As they learn more about how travel between the universes works, a Larry from a technologically advanced world warns that “if x amount of energy or matter goes from my time to yours, then x amount has to come back out of it again. Not necessarily back to mine. It may go to a third time entirely. It may go in fractions to several different ones.” So, in the end, versions of the four characters are sent to an empty world to stop them traveling between universes. They are taken via “hovervan” to what they recognize as an empty and ruined New York City, where they are told that “the good news is that within the next ooty-poot days you will be able to move freely anywhere in the world you like, and it is rather a nice world. The bad news is that you will never leave it.” They are allowed to ask their significant others to join them on that world, and the concert violinist Nyla agrees to join Dom, while Ricky’s girlfriend Greta declines. Ricky learns to do binary arithmetic and becomes a farmer, which makes him successful on this new world, and he eventually courts and wins an unlikely character as his wife.
I love their last conversation. She asks him “isn’t this a kind of scary world to bring kids up in?” and he replies “you bet it is….But was there ever one that wasn’t?”

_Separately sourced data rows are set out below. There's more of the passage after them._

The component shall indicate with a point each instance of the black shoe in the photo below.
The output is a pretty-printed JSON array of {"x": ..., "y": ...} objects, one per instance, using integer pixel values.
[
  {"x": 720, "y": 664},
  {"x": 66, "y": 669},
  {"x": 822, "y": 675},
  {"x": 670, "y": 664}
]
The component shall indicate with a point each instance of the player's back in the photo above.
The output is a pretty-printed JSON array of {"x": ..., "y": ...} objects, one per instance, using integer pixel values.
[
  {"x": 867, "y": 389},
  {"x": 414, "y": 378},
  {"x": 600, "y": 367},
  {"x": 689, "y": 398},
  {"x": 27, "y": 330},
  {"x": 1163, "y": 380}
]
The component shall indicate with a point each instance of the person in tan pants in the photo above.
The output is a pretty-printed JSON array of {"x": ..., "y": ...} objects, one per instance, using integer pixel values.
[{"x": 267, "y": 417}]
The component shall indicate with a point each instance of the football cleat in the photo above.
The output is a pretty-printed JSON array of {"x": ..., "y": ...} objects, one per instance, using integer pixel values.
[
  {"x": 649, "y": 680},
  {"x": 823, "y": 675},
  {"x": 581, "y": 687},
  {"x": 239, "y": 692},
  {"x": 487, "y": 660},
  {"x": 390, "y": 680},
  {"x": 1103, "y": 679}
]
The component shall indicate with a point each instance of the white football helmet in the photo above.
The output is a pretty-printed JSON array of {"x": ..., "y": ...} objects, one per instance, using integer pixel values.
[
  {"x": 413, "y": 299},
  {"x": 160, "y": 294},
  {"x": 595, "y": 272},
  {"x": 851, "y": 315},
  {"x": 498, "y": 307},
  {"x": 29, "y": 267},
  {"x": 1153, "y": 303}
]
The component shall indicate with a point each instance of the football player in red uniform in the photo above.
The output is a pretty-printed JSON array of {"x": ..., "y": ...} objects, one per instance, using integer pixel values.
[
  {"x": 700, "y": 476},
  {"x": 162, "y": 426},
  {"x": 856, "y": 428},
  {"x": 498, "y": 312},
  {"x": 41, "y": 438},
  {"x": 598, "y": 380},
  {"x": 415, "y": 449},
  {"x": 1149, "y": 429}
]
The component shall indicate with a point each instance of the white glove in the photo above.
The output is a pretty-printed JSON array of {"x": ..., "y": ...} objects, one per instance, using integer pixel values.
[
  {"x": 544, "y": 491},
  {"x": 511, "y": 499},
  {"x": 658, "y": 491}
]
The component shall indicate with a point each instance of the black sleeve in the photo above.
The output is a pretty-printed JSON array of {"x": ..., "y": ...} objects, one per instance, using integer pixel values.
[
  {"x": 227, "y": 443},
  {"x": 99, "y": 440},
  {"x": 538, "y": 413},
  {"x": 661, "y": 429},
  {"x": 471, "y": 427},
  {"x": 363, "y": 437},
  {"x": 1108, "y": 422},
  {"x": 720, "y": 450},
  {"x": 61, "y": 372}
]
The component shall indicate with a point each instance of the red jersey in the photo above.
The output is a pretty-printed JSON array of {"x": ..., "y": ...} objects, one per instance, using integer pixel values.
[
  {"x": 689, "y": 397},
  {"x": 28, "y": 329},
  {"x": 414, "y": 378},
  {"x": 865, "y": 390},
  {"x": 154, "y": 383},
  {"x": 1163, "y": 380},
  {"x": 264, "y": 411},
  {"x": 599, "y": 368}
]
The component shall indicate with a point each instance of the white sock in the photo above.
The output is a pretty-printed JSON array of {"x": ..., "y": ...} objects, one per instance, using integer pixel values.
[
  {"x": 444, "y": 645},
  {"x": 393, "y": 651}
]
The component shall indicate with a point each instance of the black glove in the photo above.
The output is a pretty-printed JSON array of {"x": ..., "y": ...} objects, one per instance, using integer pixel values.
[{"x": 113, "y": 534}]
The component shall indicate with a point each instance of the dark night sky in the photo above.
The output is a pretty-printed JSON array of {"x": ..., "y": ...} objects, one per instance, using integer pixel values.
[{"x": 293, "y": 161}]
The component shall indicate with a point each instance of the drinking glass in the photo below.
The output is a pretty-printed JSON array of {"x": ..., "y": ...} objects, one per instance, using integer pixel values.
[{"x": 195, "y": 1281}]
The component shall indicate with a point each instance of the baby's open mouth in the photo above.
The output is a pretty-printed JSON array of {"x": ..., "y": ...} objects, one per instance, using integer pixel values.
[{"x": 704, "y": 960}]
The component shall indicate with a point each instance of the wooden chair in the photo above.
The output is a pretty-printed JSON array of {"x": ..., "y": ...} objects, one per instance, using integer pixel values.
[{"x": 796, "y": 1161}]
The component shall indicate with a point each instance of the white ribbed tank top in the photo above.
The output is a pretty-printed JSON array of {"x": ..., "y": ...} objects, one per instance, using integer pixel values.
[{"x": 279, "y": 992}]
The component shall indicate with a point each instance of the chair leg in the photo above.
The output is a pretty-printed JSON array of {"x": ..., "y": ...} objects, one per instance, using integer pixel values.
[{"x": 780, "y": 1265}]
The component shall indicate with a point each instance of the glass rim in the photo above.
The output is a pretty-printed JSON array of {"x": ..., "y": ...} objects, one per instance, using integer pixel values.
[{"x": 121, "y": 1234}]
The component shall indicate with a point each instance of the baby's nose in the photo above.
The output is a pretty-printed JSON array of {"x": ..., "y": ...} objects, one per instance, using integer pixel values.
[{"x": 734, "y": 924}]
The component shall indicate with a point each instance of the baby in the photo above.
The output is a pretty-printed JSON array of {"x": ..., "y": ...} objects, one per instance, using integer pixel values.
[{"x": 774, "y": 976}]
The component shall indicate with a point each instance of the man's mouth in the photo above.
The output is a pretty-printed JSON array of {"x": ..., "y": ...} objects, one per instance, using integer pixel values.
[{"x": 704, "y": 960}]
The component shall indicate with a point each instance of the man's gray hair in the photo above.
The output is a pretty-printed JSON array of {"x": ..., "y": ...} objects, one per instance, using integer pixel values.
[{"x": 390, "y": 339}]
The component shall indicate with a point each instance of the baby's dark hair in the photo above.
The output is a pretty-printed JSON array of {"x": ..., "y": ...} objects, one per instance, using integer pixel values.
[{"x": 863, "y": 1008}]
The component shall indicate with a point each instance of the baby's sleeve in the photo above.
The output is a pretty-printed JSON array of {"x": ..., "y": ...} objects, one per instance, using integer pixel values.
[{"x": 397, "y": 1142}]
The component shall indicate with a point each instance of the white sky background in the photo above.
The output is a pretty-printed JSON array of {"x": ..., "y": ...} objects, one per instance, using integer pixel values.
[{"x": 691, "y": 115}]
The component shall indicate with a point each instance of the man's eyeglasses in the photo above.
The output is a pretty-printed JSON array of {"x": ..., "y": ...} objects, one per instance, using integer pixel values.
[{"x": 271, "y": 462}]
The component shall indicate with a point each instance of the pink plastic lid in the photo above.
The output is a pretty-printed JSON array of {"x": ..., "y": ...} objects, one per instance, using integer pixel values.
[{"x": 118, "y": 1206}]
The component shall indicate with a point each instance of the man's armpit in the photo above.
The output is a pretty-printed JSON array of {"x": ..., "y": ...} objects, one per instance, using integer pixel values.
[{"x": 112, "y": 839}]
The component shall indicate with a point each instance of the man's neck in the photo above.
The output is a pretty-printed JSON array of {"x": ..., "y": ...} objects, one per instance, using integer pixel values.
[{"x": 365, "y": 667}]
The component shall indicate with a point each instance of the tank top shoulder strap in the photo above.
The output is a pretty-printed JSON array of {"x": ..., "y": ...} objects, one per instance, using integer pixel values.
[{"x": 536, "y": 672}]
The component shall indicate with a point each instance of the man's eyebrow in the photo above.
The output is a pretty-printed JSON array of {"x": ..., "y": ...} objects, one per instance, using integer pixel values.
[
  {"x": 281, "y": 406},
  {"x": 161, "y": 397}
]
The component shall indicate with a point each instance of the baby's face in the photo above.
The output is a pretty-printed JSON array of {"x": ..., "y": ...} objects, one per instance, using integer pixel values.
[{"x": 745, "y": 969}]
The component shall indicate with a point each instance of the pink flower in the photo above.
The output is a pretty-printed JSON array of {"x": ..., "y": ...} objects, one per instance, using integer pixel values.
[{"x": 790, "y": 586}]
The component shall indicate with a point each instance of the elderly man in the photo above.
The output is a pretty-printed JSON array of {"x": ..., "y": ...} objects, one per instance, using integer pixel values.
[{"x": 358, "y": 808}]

I took a photo of Eleanor and her friend-from-Grinnell-and-roommate Andie to show how big some of the saguaro cactuses are. Really big.
It’s always a pleasure to have time to read on airplanes, and it was a pleasure to be in warm climates while Ohio is still cold, and to see new and interesting things and try new foods. The biggest pleasure, though, was getting to see how our adult child could navigate through unfamiliar (to us) streets and show us new things that she believed we would like, including some things she’d already seen. It’s an interesting reversal for a parent, after all those years of introducing the kid to new things. We’re in the turnabout years.